Capacity Recovery · 7 min read

    Capacity Recovery ROI — What CIOs Should Expect in 90 Days

    What measurable outcomes should a CIO expect from a capacity recovery engagement? Verified ROI data from enterprise environments including manufacturing, healthcare, and distribution.

    PROOF ARCHITECTURE

    Capacity Recovery
    ROI in 90 Days

    43%
    DIAGNOSE
    DAY 1–21 — Unplanned work found
    7/10
    REMOVE DRAG
    DAY 22–60 — Root causes killed
    38%
    PROVE ROI
    DAY 61–90 — Capacity recovered
    Velocity, not cost avoidance — recovered capacity = more work from same team
    Allari·Published March 5, 2026

    Every IT leader knows the feeling.

    You're staring at a backlog that's growing faster than your team can chip away at it, your best people are buried in firefighting, and the business keeps asking when that next project is going to ship. You know the team is over-committed. That part isn't a mystery.

    The harder question—the one that keeps you up at night—is this: if you make a change, what does recovery actually look like? And how fast?

    Across 27 years and 42 enterprise engagements—62 Fortune 500 clients—the answer has taken shape.

    Here's what the first 90 days actually look like when you get serious about capacity recovery—not the theory, but the forensic, data-backed reality.

    The 90-Day Recovery Curve

    Here's the truth: capacity recovery doesn't happen in a straight line.

    It happens in three distinct phases, and if you know what to expect in each one, you won't panic when Day 14 doesn't feel like a revolution. It's not supposed to.

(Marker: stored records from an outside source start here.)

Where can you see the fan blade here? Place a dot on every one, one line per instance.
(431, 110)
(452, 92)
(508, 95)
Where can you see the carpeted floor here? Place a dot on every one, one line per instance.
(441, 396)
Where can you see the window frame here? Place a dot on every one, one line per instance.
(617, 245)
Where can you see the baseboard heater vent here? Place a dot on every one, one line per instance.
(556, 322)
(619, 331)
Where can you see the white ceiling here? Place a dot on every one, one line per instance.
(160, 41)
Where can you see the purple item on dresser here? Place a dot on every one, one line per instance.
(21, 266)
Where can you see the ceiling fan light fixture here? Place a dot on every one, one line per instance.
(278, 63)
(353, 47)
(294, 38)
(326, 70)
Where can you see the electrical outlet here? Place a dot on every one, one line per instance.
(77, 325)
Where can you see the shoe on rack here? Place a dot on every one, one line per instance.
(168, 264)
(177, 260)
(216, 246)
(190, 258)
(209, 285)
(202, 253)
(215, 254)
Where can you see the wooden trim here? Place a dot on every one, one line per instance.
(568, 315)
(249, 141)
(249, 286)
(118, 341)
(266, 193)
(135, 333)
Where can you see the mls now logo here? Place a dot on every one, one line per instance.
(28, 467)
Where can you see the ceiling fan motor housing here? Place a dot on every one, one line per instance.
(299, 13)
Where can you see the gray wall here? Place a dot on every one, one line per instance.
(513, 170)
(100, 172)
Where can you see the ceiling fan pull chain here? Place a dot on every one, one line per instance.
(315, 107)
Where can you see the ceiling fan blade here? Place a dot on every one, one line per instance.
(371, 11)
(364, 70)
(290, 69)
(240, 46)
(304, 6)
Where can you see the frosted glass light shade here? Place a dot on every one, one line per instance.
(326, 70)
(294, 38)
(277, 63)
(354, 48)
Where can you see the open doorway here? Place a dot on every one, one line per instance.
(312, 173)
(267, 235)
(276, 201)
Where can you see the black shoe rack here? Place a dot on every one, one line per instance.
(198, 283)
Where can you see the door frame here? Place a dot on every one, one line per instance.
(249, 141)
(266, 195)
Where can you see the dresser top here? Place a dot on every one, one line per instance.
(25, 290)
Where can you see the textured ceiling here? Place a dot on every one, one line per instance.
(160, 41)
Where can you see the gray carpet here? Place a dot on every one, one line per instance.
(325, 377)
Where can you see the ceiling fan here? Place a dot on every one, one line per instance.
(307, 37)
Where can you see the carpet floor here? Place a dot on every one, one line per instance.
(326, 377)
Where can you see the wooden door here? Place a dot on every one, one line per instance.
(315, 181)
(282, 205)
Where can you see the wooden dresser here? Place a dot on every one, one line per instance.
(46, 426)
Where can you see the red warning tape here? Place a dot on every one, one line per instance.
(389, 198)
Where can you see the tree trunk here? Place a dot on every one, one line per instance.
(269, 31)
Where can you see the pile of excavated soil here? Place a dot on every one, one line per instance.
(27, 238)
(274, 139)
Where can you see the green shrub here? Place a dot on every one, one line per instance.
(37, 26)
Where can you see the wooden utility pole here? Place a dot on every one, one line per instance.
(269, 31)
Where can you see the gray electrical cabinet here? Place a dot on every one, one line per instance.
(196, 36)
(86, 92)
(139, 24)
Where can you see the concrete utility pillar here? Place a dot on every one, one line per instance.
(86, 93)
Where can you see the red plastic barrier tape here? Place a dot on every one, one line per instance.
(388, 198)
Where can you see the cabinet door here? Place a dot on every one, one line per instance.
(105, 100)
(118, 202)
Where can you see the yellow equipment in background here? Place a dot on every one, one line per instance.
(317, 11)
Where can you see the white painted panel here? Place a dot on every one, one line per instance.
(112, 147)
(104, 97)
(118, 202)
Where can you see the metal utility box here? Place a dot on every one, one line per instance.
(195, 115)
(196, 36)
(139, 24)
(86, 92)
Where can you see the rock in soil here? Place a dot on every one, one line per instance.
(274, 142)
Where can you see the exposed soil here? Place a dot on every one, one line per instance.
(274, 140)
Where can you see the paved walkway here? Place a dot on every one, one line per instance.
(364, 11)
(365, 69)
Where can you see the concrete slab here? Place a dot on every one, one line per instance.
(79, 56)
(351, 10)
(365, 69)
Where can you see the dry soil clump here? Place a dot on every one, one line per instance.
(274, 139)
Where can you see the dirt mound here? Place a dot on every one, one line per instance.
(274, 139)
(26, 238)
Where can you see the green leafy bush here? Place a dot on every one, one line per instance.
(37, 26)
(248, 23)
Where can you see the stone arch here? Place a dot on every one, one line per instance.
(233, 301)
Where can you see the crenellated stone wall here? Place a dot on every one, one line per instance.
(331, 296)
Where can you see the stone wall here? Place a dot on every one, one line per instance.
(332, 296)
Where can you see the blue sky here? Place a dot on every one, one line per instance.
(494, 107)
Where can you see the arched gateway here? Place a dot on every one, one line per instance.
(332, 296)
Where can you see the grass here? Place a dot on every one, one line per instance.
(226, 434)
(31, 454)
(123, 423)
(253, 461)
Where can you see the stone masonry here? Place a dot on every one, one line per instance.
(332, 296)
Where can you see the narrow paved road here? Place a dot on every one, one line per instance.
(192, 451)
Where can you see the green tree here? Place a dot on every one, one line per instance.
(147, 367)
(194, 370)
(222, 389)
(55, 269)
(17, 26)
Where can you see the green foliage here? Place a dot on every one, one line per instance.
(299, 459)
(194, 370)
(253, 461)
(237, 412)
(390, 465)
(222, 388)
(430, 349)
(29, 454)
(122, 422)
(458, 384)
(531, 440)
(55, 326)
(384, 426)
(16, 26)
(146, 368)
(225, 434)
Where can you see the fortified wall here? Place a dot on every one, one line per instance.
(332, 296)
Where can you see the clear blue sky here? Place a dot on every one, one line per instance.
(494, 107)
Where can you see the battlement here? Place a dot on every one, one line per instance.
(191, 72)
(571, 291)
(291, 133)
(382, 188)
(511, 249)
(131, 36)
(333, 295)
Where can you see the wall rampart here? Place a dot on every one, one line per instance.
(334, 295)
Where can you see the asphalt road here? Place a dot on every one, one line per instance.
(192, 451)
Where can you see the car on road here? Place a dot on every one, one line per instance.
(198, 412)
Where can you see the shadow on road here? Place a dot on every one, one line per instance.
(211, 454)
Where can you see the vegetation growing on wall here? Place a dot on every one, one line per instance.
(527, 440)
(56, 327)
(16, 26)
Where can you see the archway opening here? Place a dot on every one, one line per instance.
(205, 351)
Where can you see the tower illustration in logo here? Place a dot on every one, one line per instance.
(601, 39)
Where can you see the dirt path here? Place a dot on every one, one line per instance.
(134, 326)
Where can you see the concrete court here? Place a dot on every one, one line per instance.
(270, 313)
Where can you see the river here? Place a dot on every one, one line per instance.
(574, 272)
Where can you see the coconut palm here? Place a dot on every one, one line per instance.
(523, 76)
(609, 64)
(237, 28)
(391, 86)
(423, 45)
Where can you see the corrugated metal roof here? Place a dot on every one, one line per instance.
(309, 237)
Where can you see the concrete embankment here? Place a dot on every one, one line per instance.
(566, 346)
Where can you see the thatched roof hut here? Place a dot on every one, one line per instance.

    Phase 1: Diagnostic and Baseline (Days 1–21). This is where the curtain gets pulled back.

    Everything gets instrumented—ticket flows, aging patterns, escalation paths, who's doing what work and how long it takes. Most organizations have never actually measured this.

    They have a ticketing system, sure, but nobody's done the forensic work of mapping where time actually goes. This shows up all the time. Say an IT organization has 12 people on the apps team. On paper, that looks like plenty of capacity.

    But when you pull a year's worth of tickets into a spreadsheet and start categorizing, you discover that 40% of everyone's week is consumed by unplanned work—password resets, one-off data fixes, the same recurring issue that's been "resolved" six times but never root-caused. That's not a staffing problem. It's a bandwidth issue.

    Phase 2: Execution Drag Removal (Days 22–60). Now the real work starts. Once you know where the drag is, you can start cutting it out. This means fixing dispatch rules so tickets stop bouncing between people.

    It means standing up root cause analysis on the top recurring incidents—not just patching them, but actually killing them.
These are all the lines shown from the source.